Hi all
Recently during test COLO, i found sometimes the client goes to hung on
Primary side. First i thought it maybe a COLO revelant issue, but after
ton of tests i doubt that this maybe a NBD issue (athough i'm not sure).

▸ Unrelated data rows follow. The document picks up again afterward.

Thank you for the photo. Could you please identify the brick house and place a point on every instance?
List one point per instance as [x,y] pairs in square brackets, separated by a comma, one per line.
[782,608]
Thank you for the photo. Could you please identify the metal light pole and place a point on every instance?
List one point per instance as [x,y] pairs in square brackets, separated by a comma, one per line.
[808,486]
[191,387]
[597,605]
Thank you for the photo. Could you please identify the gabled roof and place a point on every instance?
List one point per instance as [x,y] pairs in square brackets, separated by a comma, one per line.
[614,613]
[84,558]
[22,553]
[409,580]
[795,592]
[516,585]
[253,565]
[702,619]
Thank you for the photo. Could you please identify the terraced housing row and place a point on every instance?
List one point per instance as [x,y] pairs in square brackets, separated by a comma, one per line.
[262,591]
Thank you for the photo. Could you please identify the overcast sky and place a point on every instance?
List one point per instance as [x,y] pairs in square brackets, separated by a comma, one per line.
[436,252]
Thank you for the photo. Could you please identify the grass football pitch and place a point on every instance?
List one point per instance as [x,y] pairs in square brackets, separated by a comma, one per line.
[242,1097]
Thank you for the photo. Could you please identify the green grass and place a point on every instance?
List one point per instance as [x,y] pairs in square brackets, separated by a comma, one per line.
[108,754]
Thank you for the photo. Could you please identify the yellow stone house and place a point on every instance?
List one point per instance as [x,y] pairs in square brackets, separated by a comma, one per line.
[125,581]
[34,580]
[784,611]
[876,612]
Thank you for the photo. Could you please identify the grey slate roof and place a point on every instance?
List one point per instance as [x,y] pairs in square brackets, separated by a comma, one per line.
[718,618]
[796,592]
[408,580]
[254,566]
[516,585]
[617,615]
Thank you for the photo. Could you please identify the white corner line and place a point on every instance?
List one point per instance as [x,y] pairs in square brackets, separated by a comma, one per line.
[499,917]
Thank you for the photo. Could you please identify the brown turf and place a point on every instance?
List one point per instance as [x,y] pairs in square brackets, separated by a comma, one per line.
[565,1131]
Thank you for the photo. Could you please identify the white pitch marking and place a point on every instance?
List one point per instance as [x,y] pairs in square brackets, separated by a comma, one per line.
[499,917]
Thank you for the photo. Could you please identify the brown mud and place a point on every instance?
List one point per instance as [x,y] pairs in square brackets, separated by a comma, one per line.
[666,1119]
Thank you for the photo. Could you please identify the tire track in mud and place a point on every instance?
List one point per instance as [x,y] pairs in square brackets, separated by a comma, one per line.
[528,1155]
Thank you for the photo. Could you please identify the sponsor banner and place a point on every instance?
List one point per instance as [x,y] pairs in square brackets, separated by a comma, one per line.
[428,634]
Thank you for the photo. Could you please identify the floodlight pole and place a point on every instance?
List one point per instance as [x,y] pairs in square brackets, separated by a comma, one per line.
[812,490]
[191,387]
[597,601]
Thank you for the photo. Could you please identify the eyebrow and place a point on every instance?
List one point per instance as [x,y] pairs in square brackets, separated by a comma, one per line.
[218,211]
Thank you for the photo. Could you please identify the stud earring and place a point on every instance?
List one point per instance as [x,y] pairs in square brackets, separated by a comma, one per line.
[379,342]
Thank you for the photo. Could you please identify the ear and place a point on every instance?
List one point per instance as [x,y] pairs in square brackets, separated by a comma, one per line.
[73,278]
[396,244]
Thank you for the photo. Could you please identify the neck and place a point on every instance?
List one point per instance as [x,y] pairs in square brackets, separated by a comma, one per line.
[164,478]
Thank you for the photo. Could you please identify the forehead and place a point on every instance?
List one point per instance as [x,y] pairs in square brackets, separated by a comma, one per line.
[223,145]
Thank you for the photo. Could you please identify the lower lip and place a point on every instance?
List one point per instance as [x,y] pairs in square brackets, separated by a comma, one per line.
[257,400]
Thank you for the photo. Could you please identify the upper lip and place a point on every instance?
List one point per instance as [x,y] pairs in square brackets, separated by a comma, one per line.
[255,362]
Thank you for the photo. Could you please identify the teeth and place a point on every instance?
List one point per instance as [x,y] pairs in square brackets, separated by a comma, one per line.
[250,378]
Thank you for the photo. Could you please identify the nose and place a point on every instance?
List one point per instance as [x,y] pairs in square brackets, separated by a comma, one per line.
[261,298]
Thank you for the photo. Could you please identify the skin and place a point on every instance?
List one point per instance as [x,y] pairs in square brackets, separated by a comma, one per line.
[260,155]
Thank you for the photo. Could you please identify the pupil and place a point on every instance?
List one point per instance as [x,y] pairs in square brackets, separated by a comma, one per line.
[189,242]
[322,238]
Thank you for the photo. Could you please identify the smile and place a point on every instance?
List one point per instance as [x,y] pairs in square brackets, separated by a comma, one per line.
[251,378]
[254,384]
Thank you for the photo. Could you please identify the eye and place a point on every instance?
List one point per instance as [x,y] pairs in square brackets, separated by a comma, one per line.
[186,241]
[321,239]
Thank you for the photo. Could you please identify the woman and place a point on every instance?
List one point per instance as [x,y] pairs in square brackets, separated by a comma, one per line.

So i'd like to share what i found:
Since commit 1c778ef7, we convert to using QIOChannel APIs for actual
socket I/O.
Let foucus on nbd_reply_ready() here:
Before commit 1c778ef7
nbd_reply_ready()
nbd_receive_reply()
nbd_wr_sync()
{
...
while (offset < size) {
if (do_read) {
len = qemu_recv(fd, buffer + offset, size - offset, 0);
} else {
...
}
if (len < 0) {
err = socket_error();
if (err == EINTR || (offset > 0 && (err == EAGAIN || err
== EWOULDBLOCK))) {
continue;
}
return -err;
}
...
}
....
}
if len < 0 && error == EAGAIN. we have two choice
1) continue to recv until finished.
2) return -EAGAIN, nbd_receive_reply() will check this return value and
will return *Successfully*.
After commit 1c778ef7:
nbd_reply_ready()
read_sync()
nbd_wr_syncv()
{
...
while (nlocal_iov > 0) {
...
if (do_read) {
len = qio_channel_readv(ioc, local_iov, nlocal_iov,
&local_err);
} else {
...
}
if (len == QIO_CHANNEL_ERR_BLOCK) {
if (qemu_in_coroutine()) {
qemu_coroutine_yield();
} else {
qio_channel_wait(ioc,
do_read ? G_IO_IN : G_IO_OUT);
}
continue;
}
...
}
}
For NBD,
qio_channel_readv()
qio_channel_readv_full
klass->io_readv()
qio_channel_socket_readv()
{
for(..) {
ret = recv(xxx);
if (ret < 0) {
if (errno == EAGAIN) {
if (done) {
return done;
} else {
return QIO_CHANNEL_ERR_BLOCK;
}
}
}
...
}
}
Here, if ret < 0 && error == EAGAIN && !done, we'll return
QIO_CHANNEL_ERR_BLOCK. Then nbd_wr_syncv() will invoke
qio_channel_wait() and the guest will *HUNG* until i kill
nbd server service.
It's easy to reproduce. My question: If the scenario i describe above is
what we expected?
Thanks
-Xie